In a disclosure on Monday, the Ayala-led telecommunications company said it issued 12.5 million preferred shares priced at P2,000 each. The offer, which had a base size of P15 billion, was 2.4 times oversubscribed, reflecting strong demand from both institutional and retail investors.
Proceeds from the offering will be used to refinance existing debt, including the redemption of all or part of Globe’s US dollar-denominated perpetual capital securities, and to fund capital expenditures. The company said the funds will support the continued expansion and improvement of its network and digital infrastructure.
Globe President and CEO Carl Raymond Cruz said the strong investor response shows confidence in the company’s strategy and ability to improve network quality and customer experience. He added that Globe remains focused on disciplined investments and long-term value creation.

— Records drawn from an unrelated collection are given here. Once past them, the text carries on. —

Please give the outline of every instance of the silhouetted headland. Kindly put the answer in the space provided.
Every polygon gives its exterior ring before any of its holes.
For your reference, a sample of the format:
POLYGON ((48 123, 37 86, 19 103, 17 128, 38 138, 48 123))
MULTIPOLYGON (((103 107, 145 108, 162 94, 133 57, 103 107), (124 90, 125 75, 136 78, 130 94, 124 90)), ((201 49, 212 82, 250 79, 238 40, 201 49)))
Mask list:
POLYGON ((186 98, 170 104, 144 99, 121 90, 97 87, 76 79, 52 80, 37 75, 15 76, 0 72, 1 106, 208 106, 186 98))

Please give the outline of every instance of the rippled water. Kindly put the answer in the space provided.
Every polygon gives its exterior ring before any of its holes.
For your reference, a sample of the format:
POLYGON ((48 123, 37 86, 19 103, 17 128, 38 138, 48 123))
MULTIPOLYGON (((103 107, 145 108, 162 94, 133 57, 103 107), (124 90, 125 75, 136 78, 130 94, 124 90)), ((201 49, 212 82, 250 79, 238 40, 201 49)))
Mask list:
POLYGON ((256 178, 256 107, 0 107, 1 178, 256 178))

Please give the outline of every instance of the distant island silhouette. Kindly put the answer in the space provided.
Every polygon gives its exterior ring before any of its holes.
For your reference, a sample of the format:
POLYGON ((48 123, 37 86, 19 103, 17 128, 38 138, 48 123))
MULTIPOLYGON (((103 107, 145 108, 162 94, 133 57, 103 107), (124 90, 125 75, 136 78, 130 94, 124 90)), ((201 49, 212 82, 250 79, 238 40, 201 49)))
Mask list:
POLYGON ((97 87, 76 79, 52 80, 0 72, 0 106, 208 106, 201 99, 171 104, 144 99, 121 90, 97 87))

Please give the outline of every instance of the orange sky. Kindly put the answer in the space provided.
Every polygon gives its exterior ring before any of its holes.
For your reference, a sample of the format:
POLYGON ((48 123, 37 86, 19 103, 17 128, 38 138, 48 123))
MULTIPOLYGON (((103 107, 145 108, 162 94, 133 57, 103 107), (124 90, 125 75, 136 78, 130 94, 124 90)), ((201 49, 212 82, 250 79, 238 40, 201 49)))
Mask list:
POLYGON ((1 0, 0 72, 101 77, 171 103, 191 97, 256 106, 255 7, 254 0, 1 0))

Chief financial officer Juan Carlo C. Puno said the transaction highlights the company’s solid credit standing and prudent balance sheet management. He noted that the deal strengthens Globe’s capital structure, preserves financial flexibility, and supports its goal of generating sustainable free cash flow.
As part of efforts to broaden investor access, the preferred shares were also made available through the GStocks PH platform on the GCash mobile app.
The joint lead issue managers for the transaction were BPI Capital Corporation, BDO Capital & Investment Corporation, and China Bank Capital Corporation. They were joined by First Metro Investment Corporation and Security Bank Capital Investment Corporation as joint underwriters and bookrunners.